Grace pede socorro a Tom Edison, o único que parece compreende-la e esse
realiza uma nova reunião, em que Grace exporá toda sua verdade sobre o que
vivenciou em Dogville. Os moradores não parecem sensibilizados com o exposto
por Grace e propõem sua expulsão. Tom, seu único aliado, passa a evita-la após
Grace ter lhe apresentado uma faceta de
sua personalidade que preferia manter encoberta. Lembra então do contato que o
gangster lhe oferecera caso ele tivesse notícia de Grace. Os gangsters aparecem
na cidade e o chefe deles (Caan) é nada menos que o pai de Grace, com quem essa
havia entrado em atrito. Após pensar, Grace acredita que o mundo se encontrará
melhor sem Dogville e ordena que os capangas do pai assassinem todos os
moradores e queimem a cidade.
Esse que é o primeiro de uma pretensa
trilogia de Von Trier intitulada “EUA – Terra de Oportunidades”, apresenta um
fascinante ensaio sobre as relações de poder, em que o irônico retrato que
esboça do Sonho Americano, que melhor poderia ser denominado de Pesadelo
Americano, pode servir como uma metáfora para a situação contemporânea da
exploração do trabalho de estrangeiros.

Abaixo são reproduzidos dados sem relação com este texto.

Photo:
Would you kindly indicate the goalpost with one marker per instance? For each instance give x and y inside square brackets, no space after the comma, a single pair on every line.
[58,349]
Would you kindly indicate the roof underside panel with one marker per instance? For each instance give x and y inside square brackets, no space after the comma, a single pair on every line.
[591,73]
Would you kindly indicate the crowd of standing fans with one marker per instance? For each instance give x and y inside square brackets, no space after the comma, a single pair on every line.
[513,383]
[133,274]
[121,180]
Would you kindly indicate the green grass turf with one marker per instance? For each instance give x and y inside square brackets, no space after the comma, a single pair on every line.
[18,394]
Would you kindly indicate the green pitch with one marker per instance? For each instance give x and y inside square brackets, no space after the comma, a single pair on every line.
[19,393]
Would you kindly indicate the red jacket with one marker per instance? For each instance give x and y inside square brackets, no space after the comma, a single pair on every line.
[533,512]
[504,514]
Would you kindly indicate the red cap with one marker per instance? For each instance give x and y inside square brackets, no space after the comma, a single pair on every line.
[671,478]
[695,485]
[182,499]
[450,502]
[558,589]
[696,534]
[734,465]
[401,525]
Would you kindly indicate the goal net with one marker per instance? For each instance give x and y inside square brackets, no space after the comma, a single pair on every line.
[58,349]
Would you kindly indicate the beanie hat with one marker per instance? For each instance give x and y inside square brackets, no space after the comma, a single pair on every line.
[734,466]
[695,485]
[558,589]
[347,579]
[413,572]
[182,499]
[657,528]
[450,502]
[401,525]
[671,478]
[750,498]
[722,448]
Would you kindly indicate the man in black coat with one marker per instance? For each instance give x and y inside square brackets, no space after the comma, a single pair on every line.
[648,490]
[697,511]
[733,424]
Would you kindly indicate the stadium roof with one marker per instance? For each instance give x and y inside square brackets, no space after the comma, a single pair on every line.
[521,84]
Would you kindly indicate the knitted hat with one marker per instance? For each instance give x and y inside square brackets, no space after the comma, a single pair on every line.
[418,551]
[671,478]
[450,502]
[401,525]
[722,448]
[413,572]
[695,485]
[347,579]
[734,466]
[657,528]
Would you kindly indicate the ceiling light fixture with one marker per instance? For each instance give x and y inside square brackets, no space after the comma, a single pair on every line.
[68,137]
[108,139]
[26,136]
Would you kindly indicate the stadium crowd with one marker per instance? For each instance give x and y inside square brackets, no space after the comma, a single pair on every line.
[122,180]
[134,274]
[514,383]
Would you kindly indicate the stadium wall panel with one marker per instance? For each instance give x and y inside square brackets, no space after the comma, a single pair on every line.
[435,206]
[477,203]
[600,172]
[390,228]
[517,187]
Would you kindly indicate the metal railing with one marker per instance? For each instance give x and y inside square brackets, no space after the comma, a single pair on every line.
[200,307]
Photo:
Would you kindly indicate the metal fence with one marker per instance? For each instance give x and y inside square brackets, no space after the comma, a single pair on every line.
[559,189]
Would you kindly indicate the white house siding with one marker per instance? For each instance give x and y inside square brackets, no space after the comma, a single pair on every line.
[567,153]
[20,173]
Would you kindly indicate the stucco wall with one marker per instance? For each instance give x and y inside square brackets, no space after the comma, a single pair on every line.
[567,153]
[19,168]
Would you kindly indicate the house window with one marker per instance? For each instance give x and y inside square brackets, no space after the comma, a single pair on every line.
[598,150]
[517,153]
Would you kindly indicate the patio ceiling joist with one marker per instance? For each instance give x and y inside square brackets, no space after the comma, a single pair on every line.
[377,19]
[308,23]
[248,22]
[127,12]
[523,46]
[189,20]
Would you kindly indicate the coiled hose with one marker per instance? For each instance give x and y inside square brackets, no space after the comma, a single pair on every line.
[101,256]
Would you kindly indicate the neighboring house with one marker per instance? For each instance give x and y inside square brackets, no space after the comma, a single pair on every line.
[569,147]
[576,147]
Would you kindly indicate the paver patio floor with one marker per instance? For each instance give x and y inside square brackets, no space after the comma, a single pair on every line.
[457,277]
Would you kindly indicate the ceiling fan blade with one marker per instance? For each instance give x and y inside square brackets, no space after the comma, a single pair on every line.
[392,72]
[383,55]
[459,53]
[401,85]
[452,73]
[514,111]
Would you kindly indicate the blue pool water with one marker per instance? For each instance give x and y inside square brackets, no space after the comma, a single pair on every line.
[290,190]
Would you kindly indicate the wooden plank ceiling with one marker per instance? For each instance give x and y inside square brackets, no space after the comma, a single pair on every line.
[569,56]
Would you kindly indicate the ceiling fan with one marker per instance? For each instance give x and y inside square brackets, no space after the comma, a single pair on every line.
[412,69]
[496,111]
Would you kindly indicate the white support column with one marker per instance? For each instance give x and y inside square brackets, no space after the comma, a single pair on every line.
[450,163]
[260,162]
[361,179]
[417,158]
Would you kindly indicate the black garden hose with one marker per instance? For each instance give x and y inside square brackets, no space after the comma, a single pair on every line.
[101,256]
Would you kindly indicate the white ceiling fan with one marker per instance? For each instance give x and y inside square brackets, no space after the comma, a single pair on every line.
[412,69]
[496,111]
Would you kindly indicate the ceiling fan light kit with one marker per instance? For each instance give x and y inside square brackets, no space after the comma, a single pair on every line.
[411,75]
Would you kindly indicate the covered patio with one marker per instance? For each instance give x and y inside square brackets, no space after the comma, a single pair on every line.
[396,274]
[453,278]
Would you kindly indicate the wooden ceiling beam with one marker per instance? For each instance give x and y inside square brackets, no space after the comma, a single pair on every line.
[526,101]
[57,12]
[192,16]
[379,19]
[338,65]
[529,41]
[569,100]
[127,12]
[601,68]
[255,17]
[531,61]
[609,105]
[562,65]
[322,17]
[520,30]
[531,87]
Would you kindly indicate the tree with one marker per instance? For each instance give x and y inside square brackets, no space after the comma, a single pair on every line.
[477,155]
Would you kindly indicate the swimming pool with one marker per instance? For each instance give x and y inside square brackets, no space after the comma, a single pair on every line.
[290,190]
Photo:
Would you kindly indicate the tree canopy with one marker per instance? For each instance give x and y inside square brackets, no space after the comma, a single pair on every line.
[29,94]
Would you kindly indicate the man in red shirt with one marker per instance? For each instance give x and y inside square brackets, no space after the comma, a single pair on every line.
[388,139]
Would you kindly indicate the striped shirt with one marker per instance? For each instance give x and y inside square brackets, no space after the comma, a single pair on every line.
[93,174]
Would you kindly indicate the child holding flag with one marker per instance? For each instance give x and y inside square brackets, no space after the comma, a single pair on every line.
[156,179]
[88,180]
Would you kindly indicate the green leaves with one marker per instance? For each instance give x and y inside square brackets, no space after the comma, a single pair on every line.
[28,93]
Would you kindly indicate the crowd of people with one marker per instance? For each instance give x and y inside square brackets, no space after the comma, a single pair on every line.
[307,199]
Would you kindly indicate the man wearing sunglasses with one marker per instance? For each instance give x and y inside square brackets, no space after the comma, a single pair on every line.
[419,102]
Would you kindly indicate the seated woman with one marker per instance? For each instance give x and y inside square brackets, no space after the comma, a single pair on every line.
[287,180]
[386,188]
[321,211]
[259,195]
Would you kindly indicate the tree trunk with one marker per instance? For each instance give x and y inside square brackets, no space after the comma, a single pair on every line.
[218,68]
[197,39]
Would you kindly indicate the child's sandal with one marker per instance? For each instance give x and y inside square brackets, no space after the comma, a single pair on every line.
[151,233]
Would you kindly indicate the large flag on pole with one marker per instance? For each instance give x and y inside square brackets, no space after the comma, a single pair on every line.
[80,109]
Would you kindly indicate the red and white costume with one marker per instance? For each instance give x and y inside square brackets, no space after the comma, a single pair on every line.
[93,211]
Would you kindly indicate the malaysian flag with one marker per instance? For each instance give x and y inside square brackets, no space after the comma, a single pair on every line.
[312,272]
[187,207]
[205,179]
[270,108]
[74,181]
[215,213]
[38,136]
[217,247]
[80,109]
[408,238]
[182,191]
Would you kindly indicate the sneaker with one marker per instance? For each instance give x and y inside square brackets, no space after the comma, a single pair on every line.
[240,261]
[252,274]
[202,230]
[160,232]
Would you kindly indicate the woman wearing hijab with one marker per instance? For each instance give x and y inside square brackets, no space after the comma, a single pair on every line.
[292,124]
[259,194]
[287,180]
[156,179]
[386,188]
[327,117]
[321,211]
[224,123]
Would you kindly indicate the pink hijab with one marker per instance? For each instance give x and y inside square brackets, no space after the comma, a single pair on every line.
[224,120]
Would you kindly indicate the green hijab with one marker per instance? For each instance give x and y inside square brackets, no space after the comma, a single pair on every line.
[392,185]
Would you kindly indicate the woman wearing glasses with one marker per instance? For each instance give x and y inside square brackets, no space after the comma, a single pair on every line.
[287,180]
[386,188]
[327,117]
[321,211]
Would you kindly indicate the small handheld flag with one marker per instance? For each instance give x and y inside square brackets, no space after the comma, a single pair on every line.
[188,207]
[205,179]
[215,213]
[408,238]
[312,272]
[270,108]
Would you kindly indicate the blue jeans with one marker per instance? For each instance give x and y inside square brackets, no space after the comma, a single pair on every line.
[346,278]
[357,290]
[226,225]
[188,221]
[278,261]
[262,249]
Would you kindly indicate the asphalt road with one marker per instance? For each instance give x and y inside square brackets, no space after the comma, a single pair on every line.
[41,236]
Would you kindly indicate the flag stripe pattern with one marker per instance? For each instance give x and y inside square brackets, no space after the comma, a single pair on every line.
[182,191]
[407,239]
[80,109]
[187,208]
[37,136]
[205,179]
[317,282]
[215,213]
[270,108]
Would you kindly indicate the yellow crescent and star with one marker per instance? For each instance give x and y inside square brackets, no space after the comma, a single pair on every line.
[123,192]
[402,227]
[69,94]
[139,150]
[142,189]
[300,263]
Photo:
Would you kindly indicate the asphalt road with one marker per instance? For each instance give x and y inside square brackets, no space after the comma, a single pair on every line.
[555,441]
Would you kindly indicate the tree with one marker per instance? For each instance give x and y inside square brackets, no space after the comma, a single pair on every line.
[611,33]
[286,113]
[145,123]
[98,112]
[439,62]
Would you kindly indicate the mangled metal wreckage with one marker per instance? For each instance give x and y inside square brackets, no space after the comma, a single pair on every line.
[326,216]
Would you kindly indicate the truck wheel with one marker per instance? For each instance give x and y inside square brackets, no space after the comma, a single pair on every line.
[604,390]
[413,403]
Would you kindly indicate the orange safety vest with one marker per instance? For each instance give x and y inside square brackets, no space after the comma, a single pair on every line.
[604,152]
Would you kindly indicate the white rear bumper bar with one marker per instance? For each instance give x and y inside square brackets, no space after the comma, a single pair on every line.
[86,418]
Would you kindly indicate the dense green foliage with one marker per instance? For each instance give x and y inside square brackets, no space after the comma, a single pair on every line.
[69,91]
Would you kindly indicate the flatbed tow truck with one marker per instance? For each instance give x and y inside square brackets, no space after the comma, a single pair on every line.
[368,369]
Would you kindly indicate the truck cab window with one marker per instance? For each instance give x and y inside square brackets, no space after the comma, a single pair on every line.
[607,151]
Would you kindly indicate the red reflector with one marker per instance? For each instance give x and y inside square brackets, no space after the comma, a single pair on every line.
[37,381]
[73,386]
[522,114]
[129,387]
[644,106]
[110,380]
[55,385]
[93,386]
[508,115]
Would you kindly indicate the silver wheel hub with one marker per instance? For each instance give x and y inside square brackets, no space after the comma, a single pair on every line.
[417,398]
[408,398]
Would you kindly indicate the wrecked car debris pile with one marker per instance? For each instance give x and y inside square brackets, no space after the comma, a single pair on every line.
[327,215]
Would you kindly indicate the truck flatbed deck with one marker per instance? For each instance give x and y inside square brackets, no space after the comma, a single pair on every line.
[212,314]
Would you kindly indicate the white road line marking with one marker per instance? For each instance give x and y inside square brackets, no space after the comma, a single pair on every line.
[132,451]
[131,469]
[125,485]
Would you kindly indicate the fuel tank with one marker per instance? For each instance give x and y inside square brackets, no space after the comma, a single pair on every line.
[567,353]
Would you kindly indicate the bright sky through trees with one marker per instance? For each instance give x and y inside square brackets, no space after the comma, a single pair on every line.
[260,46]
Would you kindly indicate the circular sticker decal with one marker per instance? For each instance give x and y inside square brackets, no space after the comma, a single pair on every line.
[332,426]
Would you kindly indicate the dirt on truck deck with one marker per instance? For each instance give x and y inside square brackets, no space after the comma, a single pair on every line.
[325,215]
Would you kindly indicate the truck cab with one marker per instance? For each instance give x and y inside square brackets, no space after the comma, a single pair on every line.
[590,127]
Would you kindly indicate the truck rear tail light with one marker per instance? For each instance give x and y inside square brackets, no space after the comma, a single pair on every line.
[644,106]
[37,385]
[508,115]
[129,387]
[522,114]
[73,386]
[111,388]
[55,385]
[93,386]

Porém, mais fascinante que sua alusão
ao fascismo das relações cotidianas, encoberto inicialmente na idealização da
protagonista de um povo provinciano e de bom coração e que demonstra ser tão ou
mais selvagem que o gangsterismo de onde
proveio, numa visão excessivamente pessimista em relação à condição
humana, é o seu próprio senso de construção dramática. Filmado em um estúdio em
que uns poucos adereços cenográficos tornam-se o solo para a realização de toda
sua envolvente saga, o filme vem a ser uma comovente elegia a nossa capacidade
de abstração do que não é essencial – nesse caso, não é nem um pouco
fundamental a capacidade de mimetização do mundo que pode ser proporcionada
pelo cinema – para a construção de uma dramaturgia de forte impacto. Para
tanto, cumpre salientar a importância da afinadíssima interpretação do
talentoso elenco internacional, ao que se soma à narração permeada por uma seriedade jocosa de John
Hurt. Dedicado à memória de Katrin Cartlidge, que abandonou a produção pelos
problemas de saúde que a levariam à morte em curto tempo. 4 1/2/Alan Young Pictures/Canal +/Det Danske
Filminstitutet/Edith Film Oy/Film I Väst/Hachette Première/Isabella
Films/J&M Ent./KC Medien AG/Kushner-Locke Co./Kuzui Ent./Liberator
Prod./MDP Worldwide/Memfis Film&Television/Pain Unlimited GmbH/Q&Q
Medien GmbH/Sigma Films Lmtd/Slot Machine/Something Else/Summit Ent./SVT/Trollhättan
Film AB/Trust Films Svenka/What Else?/Zentropa Ent./Zoma Lmtd. 177 minutos.